NASA Jet Propulsion Laboratory (JPL) scientists on Wednesday presented a preview of the upcoming Mars 2020 mission that included a comprehensive account of the Mars Helicopter Scout (MHS) drone that will be deployed on the Red Planet. The mission is designed to help determine if life ever existed on Mars and also help prepare for humans coming to the planet by investigating available resources, NASA JPI systems engineer Matt Musynski told a packed room at Heli-Expo 2020.

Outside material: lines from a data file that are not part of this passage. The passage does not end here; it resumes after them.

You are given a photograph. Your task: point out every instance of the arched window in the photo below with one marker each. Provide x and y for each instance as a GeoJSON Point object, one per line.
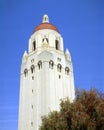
{"type": "Point", "coordinates": [34, 46]}
{"type": "Point", "coordinates": [57, 44]}
{"type": "Point", "coordinates": [51, 64]}
{"type": "Point", "coordinates": [32, 69]}
{"type": "Point", "coordinates": [67, 71]}
{"type": "Point", "coordinates": [59, 67]}
{"type": "Point", "coordinates": [25, 72]}
{"type": "Point", "coordinates": [39, 65]}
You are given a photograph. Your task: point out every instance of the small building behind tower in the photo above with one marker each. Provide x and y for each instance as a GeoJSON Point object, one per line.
{"type": "Point", "coordinates": [46, 76]}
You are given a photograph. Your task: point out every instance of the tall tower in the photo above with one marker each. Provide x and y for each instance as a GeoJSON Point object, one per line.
{"type": "Point", "coordinates": [46, 76]}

The MHS is designed to test technology that could be used on future Mars missions to find interesting targets for study, as well as help plan the rover’s route. MHS is expected to fly no more than five times during its 30-day test campaign, which is slated for 2021. The flights will each last no more than three minutes at altitudes ranging from about 10 to 33 feet agl, with a maximum range of about 2,000 feet.
But before proceeding with building the drone, NASA engineers had to determine if controlled flight was even possible in the thin Martian air, which is only 1 percent of the earth’s atmospheric density, said Havard Grip, a member of the Mars 2020 Helicopter team. An additional challenge was to find the answer while in earth’s gravity.

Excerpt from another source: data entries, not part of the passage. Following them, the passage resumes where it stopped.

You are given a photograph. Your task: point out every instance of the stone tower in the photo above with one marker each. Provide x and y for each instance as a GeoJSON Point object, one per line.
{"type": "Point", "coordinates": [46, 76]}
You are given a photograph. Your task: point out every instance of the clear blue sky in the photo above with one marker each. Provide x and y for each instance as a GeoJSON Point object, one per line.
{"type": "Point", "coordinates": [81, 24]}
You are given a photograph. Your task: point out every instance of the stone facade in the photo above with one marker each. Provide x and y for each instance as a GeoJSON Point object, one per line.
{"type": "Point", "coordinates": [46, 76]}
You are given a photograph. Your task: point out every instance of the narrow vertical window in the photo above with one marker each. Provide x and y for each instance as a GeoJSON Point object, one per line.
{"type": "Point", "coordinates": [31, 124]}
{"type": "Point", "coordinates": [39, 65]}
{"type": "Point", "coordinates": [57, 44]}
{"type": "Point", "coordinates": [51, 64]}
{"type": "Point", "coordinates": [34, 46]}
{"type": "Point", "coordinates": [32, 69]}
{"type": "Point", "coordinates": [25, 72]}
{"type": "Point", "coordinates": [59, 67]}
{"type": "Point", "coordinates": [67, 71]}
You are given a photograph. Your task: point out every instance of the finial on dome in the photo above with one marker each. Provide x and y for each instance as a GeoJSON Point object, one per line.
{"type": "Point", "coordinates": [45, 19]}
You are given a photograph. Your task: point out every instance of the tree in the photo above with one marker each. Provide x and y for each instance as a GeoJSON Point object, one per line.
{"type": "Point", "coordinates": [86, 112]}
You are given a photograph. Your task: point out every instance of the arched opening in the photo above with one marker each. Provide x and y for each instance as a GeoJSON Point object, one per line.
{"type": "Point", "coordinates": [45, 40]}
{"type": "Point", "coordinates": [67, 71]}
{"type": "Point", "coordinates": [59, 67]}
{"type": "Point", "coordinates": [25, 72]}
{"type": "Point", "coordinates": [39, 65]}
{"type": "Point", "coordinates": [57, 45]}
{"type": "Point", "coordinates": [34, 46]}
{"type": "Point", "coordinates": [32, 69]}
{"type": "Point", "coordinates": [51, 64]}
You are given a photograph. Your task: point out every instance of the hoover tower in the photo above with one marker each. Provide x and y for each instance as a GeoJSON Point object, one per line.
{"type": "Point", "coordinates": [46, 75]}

The helicopter team built a full-scale mockup, but “we had to slim it down,” to get to its Martian weight. Engineers stripped all power, communication, and other equipment from the MHS and turned the test model into something of a "fly-by-wire" aircraft, with all power and flight control data it would produce when fully configured fed by a wire. Flights inside a test chamber proved the concept’s viability.
MHS also must withstand the g forces and vibration of launch, and incorporates radiation-resistant systems that can operate in the harsh Martian environment. Communication lags between the two planets precludes flights controlled from earth, so it will use autonomous control, and after each landing upload data to the Mars 2020 rover for transmission to earth.
With two contra-rotating carbon fiber blades some four feet in length, the four-pound MHS is equipped with a high-resolution, downward-looking camera for navigation, landing, and survey terrain.
As a compass is useless in the Red Planet’s inconsistent magnetic field, MHS will use a solar tracker camera integrated to a JPL visual-inertial navigation system to find its way, with additional inputs from gyros, visual odometry, tilt sensors, altimeter, and hazard detectors. Solar panels will recharge its batteries.
About 60 to 90 Martian days after landing, the rover will drop MHS from its underside and then drive away some 330 feet to avoid any dust kicked up from the rotor wash created by the force of the blades spinning from 1,900 rpm to 2,800 rpm—roughly three to six times the maximum rpm of a traditional helicopter.
Mars 2020 is scheduled to launch from Cape Canaveral, Florida, sometime between July 17 and August 5.